Namun, Prasetyo enggan membeberkan pertimbangan Prabowo tersebut.
"Rahasia, dong. Pertimbangannya ya, pasti beliau punya pertimbangan, ya," kata Prasetyo Hadi di Kompleks Istana Kepresidenan, Jakarta Pusat, Jumat (9/5/2025).
Menurut Prasetyo, Prabowo memiliki penilaian secara pribadi terhadap sosok Hasan.
Terlebih, Hasan sudah menjabat sebagai Kepala Komunikasi Kepresidenan sejak awal dirinya dilantik menjadi Presiden.
"Dan ketika beliau merasa, beliau memutuskan, memerintahkan untuk tetap memimpin Kepala Kantor Komunikasi Kepresidenan, ya, saya kira itu sah-sah saja, wajar-wajar saja. Hak beliau secara prerogatif, lah," ujar Prasetyo.
Ia membenarkan bahwa Hasan sudah mengirim surat pengunduran diri dari jabatan kepala PCO ke pihak Istana Kepresidenan.
Prabowo pun sudah mempelajari dan mempertimbangkan, hingga akhirnya memberikan keputusan yang meminta Hasan kembali melanjutkan tugasnya.
Prasetyo menampik bahwa pengunduran diri Hasan berkaitan dengan kendala anggaran bahwa PCO belum menerima dana operasional untuk menjalankan tugasnya.
"Enggak, enggak. Sama sekali tidak ada. Sama sekali tidak ada. Dan, apa tadi yang disampaikan itu, Alhamdulillah semua sudah selesai. Bahkan sebelum adanya surat pengunduran diri itu pun sudah terselesaikan. Jadi bukan, tidak ada kaitannya dengan masalah ini," kata dia.

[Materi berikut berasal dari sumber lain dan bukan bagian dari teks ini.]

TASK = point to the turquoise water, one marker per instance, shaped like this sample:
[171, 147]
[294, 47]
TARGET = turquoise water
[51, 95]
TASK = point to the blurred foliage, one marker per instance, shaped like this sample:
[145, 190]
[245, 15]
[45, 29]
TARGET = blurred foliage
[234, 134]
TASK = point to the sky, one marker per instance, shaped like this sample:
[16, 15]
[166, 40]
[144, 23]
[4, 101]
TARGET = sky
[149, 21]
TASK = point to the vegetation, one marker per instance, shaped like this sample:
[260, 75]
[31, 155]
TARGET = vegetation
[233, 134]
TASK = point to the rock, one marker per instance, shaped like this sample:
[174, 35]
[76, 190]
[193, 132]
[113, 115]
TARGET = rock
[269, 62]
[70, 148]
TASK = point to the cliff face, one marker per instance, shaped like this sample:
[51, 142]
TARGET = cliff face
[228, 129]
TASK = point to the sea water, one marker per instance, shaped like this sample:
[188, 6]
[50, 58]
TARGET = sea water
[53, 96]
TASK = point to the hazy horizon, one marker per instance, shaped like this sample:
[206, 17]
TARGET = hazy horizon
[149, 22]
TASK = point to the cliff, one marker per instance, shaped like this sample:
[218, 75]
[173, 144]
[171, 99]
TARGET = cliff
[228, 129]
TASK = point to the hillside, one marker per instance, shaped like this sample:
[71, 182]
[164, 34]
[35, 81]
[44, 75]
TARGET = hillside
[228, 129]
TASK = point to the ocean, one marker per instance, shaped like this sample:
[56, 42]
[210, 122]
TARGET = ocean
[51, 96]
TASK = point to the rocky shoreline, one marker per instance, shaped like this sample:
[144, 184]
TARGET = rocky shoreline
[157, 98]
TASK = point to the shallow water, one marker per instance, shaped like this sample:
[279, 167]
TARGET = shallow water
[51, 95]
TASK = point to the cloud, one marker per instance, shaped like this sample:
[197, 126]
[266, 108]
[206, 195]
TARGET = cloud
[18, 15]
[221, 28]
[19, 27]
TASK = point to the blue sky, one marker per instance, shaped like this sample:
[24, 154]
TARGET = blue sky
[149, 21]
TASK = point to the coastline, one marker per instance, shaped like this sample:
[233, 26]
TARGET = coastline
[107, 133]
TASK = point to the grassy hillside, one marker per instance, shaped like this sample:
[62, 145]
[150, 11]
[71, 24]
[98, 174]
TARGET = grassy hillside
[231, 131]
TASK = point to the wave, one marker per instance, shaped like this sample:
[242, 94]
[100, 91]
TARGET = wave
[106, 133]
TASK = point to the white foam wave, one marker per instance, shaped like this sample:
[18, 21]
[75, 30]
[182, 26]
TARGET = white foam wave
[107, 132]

Sebelumnya, Hasan mengaku sudah mengajukan pengunduran diri dari jabatan kepala PCO pada 21 April 2025 lalu.
Ia mengatakan, surat pengunduran itu dikirimkan ke Presiden RI Prabowo Subianto melalui Prasetyo Hadi dan Sekretaris Kabinet Teddy Indra Wijaya.

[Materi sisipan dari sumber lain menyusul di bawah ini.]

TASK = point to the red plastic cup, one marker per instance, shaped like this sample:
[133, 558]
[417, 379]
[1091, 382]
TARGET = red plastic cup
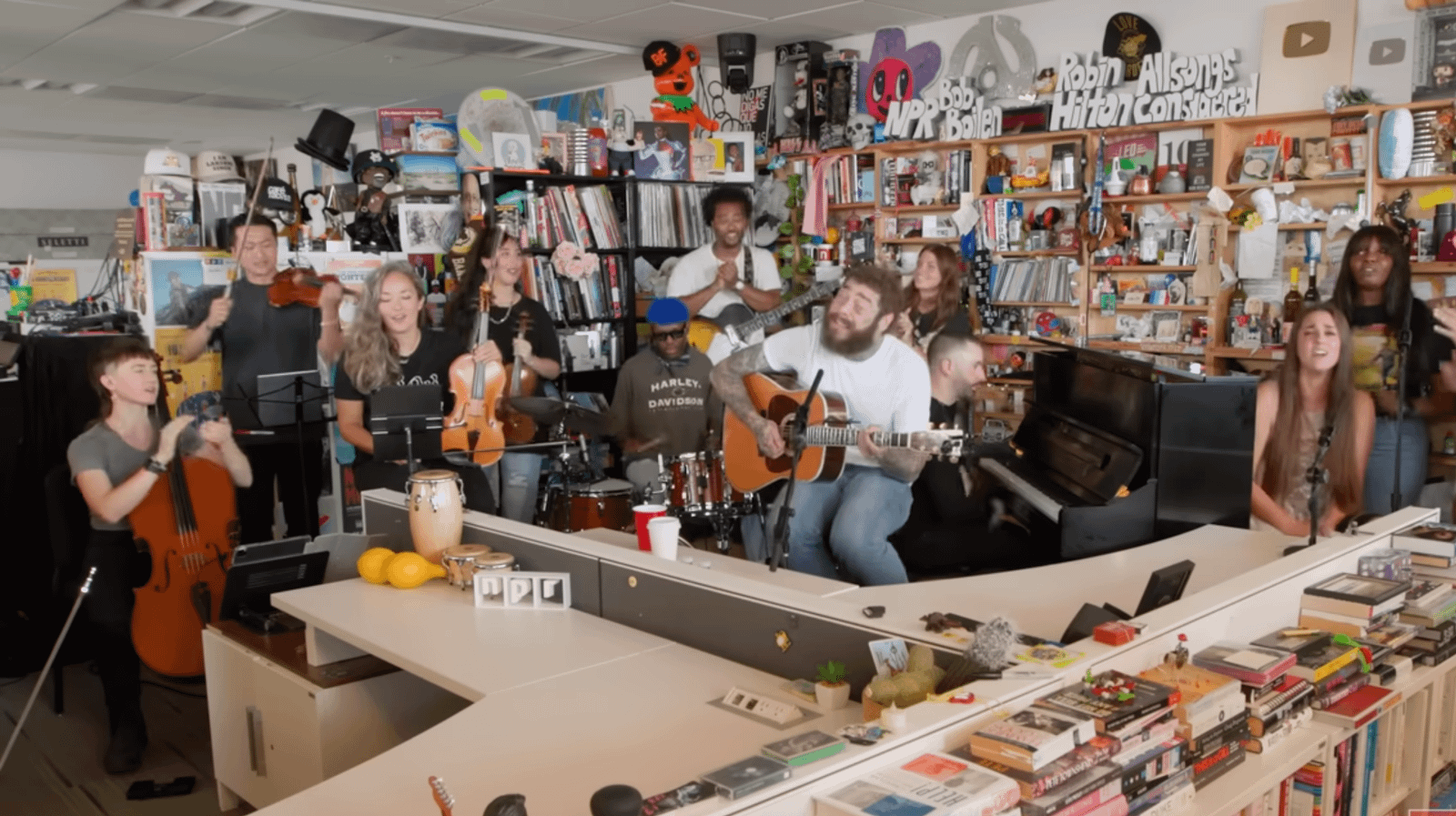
[644, 514]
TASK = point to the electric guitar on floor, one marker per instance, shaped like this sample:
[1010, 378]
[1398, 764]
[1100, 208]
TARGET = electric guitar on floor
[827, 435]
[721, 340]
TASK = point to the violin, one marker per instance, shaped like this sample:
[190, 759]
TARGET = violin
[188, 522]
[300, 286]
[473, 424]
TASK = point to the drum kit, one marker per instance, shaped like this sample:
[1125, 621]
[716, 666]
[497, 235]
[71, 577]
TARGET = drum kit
[577, 497]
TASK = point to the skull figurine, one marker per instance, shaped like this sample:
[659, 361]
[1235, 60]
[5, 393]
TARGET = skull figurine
[861, 130]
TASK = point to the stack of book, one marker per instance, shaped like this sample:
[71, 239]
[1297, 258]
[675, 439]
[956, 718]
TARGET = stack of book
[1278, 701]
[931, 784]
[1351, 604]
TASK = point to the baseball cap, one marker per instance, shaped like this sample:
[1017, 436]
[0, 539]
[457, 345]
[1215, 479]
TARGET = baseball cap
[215, 166]
[167, 162]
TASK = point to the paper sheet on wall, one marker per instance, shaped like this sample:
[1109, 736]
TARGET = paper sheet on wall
[1257, 252]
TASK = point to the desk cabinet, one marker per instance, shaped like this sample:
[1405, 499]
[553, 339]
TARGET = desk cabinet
[276, 732]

Namun, belum satu bulan berselang, Hasan justru mengikuti sidang kabinet paripurna di Kompleks Istana Kepresidenan pada Senin (5/5/2025) kemarin dan kembali berkantor sebagai kepala PCO.
Hasan menjelaskan, ia diperintah oleh Prabowo untuk melanjutkan tugasnya sebagai kepala PCO.
"Memang minggu lalu saya ada pertemuan, saya ada bertemu dengan Presiden, kemudian saya ada bertemu dengan Pak Mensesneg, bertemu juga dengan Bapak Seskab. Dan pada momen itu saya diperintahkan untuk meneruskan tugas memimpin kantor PCO. Jadi kira-kira begitu keadaannya," ujar Hasan.